James Lin, the owner of bidet ecommerce site Bidet King, has also observed an unprecedented bump. “We’re seeing increased site traffic, customer engagement, and sales volume,” he says. According to Lin, the company’s Facebook ad campaigns have “a lot of toilet-paper-shortage-related comments.” “If you want to practice better hygiene and social distancing, getting a bidet sent to your home is a no-brainer,” Lin says.

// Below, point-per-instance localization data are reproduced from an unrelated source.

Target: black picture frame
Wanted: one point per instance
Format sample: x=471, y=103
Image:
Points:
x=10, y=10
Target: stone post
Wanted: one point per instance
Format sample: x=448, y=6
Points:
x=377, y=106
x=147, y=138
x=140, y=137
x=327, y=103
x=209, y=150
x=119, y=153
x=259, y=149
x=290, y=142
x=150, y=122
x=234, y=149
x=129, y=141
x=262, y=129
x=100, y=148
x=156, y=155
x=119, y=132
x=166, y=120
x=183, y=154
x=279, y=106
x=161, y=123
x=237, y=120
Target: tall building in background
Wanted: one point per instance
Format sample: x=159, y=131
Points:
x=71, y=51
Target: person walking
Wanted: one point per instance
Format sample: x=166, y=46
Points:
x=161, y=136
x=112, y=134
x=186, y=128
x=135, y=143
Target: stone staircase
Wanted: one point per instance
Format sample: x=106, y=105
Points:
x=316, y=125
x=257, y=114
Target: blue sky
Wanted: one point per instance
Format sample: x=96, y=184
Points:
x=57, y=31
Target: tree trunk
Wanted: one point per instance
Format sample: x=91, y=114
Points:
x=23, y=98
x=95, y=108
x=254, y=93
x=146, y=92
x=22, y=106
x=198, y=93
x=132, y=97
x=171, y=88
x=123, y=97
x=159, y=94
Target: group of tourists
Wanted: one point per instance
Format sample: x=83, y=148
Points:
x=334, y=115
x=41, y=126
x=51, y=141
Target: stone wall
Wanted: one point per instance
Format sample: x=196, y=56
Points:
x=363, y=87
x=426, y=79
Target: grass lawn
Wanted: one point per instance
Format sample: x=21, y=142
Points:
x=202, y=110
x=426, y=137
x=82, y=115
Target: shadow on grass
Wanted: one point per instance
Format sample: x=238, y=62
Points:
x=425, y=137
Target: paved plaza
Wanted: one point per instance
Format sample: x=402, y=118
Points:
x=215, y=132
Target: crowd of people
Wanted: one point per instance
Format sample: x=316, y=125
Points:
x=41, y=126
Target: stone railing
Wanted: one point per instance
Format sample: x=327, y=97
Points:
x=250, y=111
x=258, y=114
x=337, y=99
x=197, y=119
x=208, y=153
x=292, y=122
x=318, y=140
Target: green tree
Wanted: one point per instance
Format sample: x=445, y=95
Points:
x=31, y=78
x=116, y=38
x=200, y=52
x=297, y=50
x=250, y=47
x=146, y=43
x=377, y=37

Rose George, author of The Big Necessity, a book about human waste, also supports increased bidet use. “A logical benefit of using a bidet coupled with a very small amount of paper to wipe is that the toilet paper will last much longer, reducing the need to leave home and purchase more toilet paper if online stores are depleted or shipping on a delay,” she says. Plus, bidets make a gross bodily function slightly less so. “Using toilet paper to clean our anus makes as much sense as wiping yourself with a duster and imagining you’ve had a shower.” This health scare has created a nation of meticulous hand-washers. Why stop the hygiene upgrade at our wrists?